Gutted Goldfish Summer
The papaya sat on my counter like an alien artifact, mocking my attempt at sophistication. I'd bought it because Tyler posted about them on his Instagram story—just a casual "this fruit is fire" caption that sent me to three different grocery stores.
"You're doing what again?" Maya leaned against my doorframe, eating actual normal food (chips).
"Tyler loves papaya," I said, attacking the fruit with a knife. "I'm going to bring him some tomorrow. It's gonna be our thing."
Maya snorted so hard she choked. "Brianna, you don't even like papaya. You said it tastes like 'wet gym sock.'"
"People change, Maya. Growth mindset." I gestured at my newly dyed hair—burgundy, because Tyler mentioned once that he liked girls with 'bold hair choices.' "Exhibit A."
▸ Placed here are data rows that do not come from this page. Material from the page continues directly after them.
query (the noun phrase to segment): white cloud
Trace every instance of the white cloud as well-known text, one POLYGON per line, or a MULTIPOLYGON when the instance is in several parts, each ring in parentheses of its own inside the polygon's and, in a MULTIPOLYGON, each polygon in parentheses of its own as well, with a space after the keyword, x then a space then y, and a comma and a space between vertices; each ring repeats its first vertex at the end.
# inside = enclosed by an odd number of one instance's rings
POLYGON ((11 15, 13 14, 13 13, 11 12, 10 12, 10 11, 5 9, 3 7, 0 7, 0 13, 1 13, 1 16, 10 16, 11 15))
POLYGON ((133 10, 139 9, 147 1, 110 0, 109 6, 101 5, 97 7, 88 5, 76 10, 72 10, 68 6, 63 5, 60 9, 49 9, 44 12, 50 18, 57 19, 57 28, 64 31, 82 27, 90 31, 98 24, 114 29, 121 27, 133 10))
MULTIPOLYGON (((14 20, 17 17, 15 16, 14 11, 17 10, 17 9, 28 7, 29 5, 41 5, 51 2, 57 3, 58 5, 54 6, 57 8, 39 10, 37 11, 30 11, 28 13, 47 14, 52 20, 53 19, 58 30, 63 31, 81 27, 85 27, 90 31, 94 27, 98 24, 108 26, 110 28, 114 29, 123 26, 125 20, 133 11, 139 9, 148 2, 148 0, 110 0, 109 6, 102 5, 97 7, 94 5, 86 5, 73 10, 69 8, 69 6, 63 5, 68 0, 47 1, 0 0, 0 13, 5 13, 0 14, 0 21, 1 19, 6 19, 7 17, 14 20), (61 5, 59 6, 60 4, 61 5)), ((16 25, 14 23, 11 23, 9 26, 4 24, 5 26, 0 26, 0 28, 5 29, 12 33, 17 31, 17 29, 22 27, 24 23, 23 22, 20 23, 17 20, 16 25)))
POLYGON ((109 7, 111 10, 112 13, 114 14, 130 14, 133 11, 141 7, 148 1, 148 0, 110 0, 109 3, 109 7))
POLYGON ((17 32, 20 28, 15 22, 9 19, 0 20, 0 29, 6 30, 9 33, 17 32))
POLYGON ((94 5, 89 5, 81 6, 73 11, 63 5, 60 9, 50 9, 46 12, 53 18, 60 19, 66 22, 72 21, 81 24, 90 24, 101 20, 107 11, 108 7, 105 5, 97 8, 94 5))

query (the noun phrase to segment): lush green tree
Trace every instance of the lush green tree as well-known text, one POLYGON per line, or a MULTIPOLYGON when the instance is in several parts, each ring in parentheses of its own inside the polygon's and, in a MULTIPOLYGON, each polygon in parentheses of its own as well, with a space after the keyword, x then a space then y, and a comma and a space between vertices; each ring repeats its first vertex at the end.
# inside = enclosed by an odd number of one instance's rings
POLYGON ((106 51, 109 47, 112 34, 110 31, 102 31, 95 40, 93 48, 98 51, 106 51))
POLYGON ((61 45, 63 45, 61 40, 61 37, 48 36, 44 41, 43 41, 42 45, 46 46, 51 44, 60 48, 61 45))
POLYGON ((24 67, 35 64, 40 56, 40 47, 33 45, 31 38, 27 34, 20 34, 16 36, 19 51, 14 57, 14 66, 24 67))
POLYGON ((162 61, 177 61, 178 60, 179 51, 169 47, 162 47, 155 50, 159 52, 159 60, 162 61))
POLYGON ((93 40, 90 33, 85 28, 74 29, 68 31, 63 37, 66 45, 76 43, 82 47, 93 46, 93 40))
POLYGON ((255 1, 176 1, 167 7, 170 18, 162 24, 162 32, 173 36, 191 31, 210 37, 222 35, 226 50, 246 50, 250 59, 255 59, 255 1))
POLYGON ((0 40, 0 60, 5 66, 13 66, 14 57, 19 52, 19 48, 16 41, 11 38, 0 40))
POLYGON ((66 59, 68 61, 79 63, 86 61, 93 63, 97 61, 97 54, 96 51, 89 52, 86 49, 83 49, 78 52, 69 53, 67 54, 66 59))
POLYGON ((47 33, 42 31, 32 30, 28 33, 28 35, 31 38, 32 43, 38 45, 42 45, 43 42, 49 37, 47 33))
"Exhibit B: your hair looks like a Kool-Aid accident." She paused. "Also, isn't this the same Tyler who called you 'Brianna-with-two-n's-like-the-spelling-error' for three years straight?"
"It was a joke. We have banter now." I finally got the papaya open. It smelled... complicated. "He texted me last night. Unprompted."
"To return your math homework?"
"That's still unprompted!"
The truth was, I didn't care if Tyler was kind of a tool. He was the first boy to look at me like I was worth noticing since seventh grade, when everyone still thought I was weird for carrying my backpack with both straps. This was supposed to be my glow-up era. New hair, new vibes, new boy who appreciated exotic fruit.
Then I noticed Bubbles wasn't swimming.
Bubbles—my carnival goldfish from last summer, the one survivor of five—was floating sideways at the top of his bowl. I dropped the papaya knife. It clattered against the counter, the sound too loud in the sudden quiet.
"Oh no," Maya said, suddenly behind me. "Bri, I'm sorry."
"He was fine yesterday," I said, but my voice cracked. "I literally just fed him yesterday."
We buried Bubbles in the backyard with a plastic spoon, my hair dye staining my forehead where I'd sweated through the afternoon heat. The papaya sat sliced on a plate, untouched, growing warm and weirdly sweet-smelling in the dusk.
"This is the worst day ever," I said, staring at the dirt mound where my fish was decomposing. "Changed my hair for nothing. About to bring fruit I hate to a boy who definitely won't care. Fish is dead. Summer's basically over."
Maya kicked at a dandelion. "You know what's weird?"
"Everything?"
"No, like—Bubbles lived for a whole year. That's actually kind of impressive for a carnival fish." She sat cross-legged in the grass. "My lasted, like, three days. You kept him alive through literally everything. That chemistry final, your parents' divorce, that time you dyed your hair blue and cried for two hours. He was a trooper."
I thought about that. Bubbles had been there through all of it, swimming in his corner of my room while I figured out how to be a person.
"We should toast him," Maya said suddenly. "With the papaya."
"It's disgusting."
"Exactly. He'd want us to suffer." She grabbed a slice and made a face. "For Bubbles. The longest-serving soldier in the War of Not Being Completely Embarrassing."
I took a slice. It tasted like grief and poor decision-making, sweet in a way that was almost cloying, wrong and perfect at the same time. We sat there until the mosquitoes came out, eating the terrible fruit while the burgundy dye ran down my neck in the humidity, talking about everything and nothing.
I didn't text Tyler that night. I didn't bring him papaya the next day. I washed the dye out of my hair and let it return to its regular brown, watching the swirls of red disappear down the drain—beautiful and temporary, like a lot of things.
Some glow-ups aren't about becoming someone else. Sometimes they're about realizing the version you already were—the one who keeps carnival fish alive for a year, who eats exotic fruit out of spite with her best friend in the backyard—was already worth noticing.